Marx iniciou suas atividades na militância cultural em 2002, integrando o elenco do Grupo de Xaxado Cabras de Lampião, de Serra Talhada, com o qual já se apresentou em mais de 300 cidades, em todas as regiões do Brasil, inclusive fora do país.

Participou de várias atividades ligadas ao movimento de cultura popular do Sertão do Pajeú, tendo integrado diversos projetos realizados por importantes entidades da região, como a Associação dos Poetas e Prosadores de Tabira (APPTA), Associação Cultural Pedra do Reino (São José do Belmonte), Ponto de Cultura Renascer do Sertão (Triunfo), Centro Dramático Pajeú de Serra Talhada.

Entrevista – Ator  Karl Marx

massacre

Farol – Como é interpretar Lampião, um dos personagens mais polêmicos da história do Brasil?

É uma tarefa complicada porque Lampião é um personagem real, muito vivo em nosso cotidiano e que ainda hoje desperta sentimentos extremos, sejam de admiração ou de ódio. Eu encaro o desafio com muita tranquilidade, pois tenho uma história diretamente ligada a esse universo e que me deixa muito a vontade pra esse trabalho. Eu nasci e me criei no meio artístico, cercado por poetas, músicos, cantadores, atores e a história do Cangaço e de Lampião sempre muito presentes.

Veja também:   Mensagem de massacre em escola do Pajeú é descoberta

Eu era criança e assistia meus pais e meus tios em encenações de Teatro de Rua, vi o nascimento do Grupo de Xaxado Cabras de Lampião, assistia e ouvia cantorias de viola e tantas outras coisas da nossa cultura popular, que até parece que fui forjado desde meu nascimento para esse trabalho. A começar pelo nome com o qual fui batizado.

Em 2002 passei a integrar o elenco do Grupo de Xaxado Cabras de Lampião e no ano seguinte comecei a fazer Lampião no Grupo de Xaxado, substituindo o meu tio Gilvan Santos que havia falecido. Desde então que vivencio essa emoção de interpretar Lampião. Eu sinto muito orgulho e fico muito honrado, porque em nossas andanças se apresentando Brasil a fora eu vejo o tanto que Lampião mexe com a imaginação e com os sentimentos das pessoas.

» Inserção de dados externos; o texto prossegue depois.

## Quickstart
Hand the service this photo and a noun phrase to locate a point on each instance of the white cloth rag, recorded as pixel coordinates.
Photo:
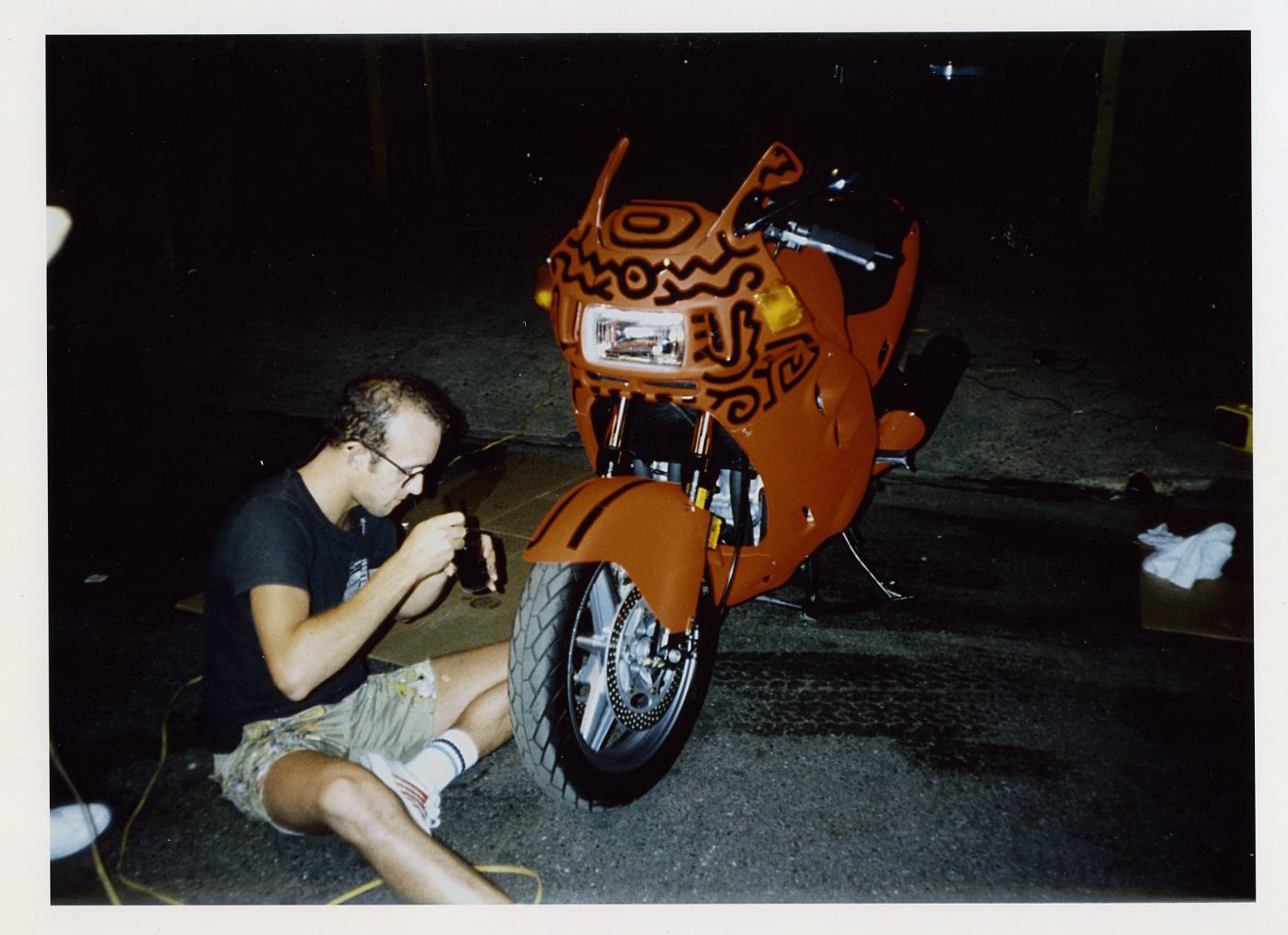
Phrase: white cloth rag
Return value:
(1186, 559)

O quanto essa história emociona e desperta sentimentos de esperança, de mudança, de coragem e de resistência. No espetáculo “O Massacre de Angicos” o trabalho foi mais difícil, porque a ideia do meu pai e do diretor José Pimentel era a de “humanizar” Lampião, mostrando seus sentimentos, suas angústias, passando para o público aquilo que há por trás do mito. Deu um trabalho danado. Mas acho que o resultado final ficou bom.

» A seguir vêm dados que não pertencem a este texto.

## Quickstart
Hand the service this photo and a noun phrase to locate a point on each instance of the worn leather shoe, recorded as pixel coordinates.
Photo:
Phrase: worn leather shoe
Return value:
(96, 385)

Farol – O espetáculo Massacre de Angico tem buscado se atualizar? Ele tem viés com os problemas do nosso cotidiano?

O espetáculo não tem um propósito político. Na verdade a ideia é bem simples: contar a história. No entanto, quando você pega duas figuras como meu pai e José Pimentel, é inevitável que num se tenha alguma fagulha de crítica ou de polêmica na transmissão do recado.

Veja também:   Espetáculo: Começam os preparativos para 'O Massacre' em Serra Talhada

Além do mais, tem uma coisa que não podemos esquecer. O Cangaço foi filho legítimo de um sistema social que ainda hoje molesta os sertanejos. A prova disso está aí, nas várias reivindicações populares, fruto do apodrecimento social do país. Nesse contexto é praticamente impossível que não haja uma identificação direta do povo com personagens como Lampião, materializando seu desejo de enfrentar o sistema social que lhe massacra a existência.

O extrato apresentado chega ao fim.